薬草サウナという行為を、ラオスで体験するかどうかで、人生かわる。
と言っても過言では全くない。
そんな体験談を、ぼくはいまから書くのである。
(※といってもエロではないよ)
まずは、薬草サウナとはなにか?ということである。
ラオスの伝統的なサウナで、ぼくはルアンパパーンに行った時、訪れた。
施設には大抵、マッサージもついていて、マッサージから薬用サウナの流れが普通なようだ。
その店は、まあマッサージは、イマイチだった。
イマイチすぎて、マッサージを終えた頃には、なんか帰りたくなっていた。
雑なカーテンで仕切られた薬草サウナ用の着替え部屋が、小汚いことも、その考えに拍車をかけた。
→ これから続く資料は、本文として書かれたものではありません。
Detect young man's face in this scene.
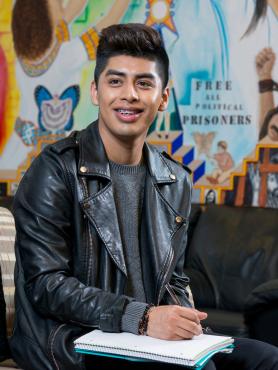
[91,55,169,140]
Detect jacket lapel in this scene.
[140,144,181,303]
[78,122,127,275]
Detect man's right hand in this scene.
[256,48,275,80]
[147,305,207,340]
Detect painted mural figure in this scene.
[0,45,7,143]
[0,0,129,170]
[256,48,278,144]
[207,140,234,184]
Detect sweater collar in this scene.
[78,121,176,183]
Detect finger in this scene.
[176,328,195,339]
[178,307,200,324]
[195,309,208,321]
[175,317,202,335]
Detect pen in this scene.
[165,284,214,335]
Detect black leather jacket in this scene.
[10,123,191,370]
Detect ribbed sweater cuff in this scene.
[121,302,147,334]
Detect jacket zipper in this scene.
[50,324,66,370]
[81,177,93,285]
[156,221,187,305]
[156,247,174,305]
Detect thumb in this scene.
[194,309,208,320]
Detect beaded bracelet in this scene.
[138,303,154,335]
[259,79,278,93]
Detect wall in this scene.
[0,0,278,207]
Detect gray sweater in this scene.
[110,161,147,334]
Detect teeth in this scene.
[118,109,136,115]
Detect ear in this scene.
[158,87,170,112]
[91,81,99,105]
それでも、お支払い済みであったので、備え付けのタイパンツのようなものに着替えて、小部屋の扉を開いた。
そして、驚いた。
な、何だこれは!?!?
視界に飛び込んできたのは、白!
一面の白である。
よく見ると白は蒸気。
今までの人生で見たことのないランクの蒸気が充満していたのだ。
視界15センチ。
それが、熱い!!
熱すぎるのである!
人間が耐えられるギリギリの温度の蒸気。
熱いからこそ、そこまで充満させられるのか?
はたまた、充満しているから、熱いのか?
そんな疑問を抱えながら、ぼくは小部屋に足を踏み入れたのだった。
ゆっくり扉を閉めて、そして、ぼくは息を吸った。
おお!!
ぼくはまた、仰天した。
ハーブが濃い。
合法ですか!?大丈夫ですか!?
と言うほど濃いのである。
次に息をより深く吸ってみる。
目を閉じると、体の細胞の隅々までハーブが浸透していくのがわかる(危ない表現)。
なんだろう、この感じ…
イメージでいったら透析!(あの、糖尿病の人たちがやっているもの)
血を入れ替えるのではなくて、体内の気体がまるっとハーブ蒸気に置き換わった感じ。
吐く息も、肺に溜まる空気も血管が運ぶ酸素もすべてがハーブ入りなのだ。
ぼくは恍惚な表情を浮かべて、何度も吸った。
もっと体内のハーブの純度が増すように。
もっと周りと一体化できるように。
ぼくを構成する細胞壁、ひとつひとつが消えて、ハーブの世界に溶け込めるように。
それにしても…
暑い…
感動のあまり、入りすぎていたようだ。
なんせ、蒸気は熱々なのだ。
ぼくは、扉を開け、現実世界へと戻った。
休憩スペースには、なにやらよく分からないお茶が置いてあり、これまた熱々なのだが、水分が抜けた体には嬉しい。
ほっと一息ついたら、またあの小部屋に舞い戻る。
この繰り返しが、薬用サウナの入り方らしい。
ああ、日本にもあったらなあ。
と思った時点で、脳までハーブが回ってきた証拠である。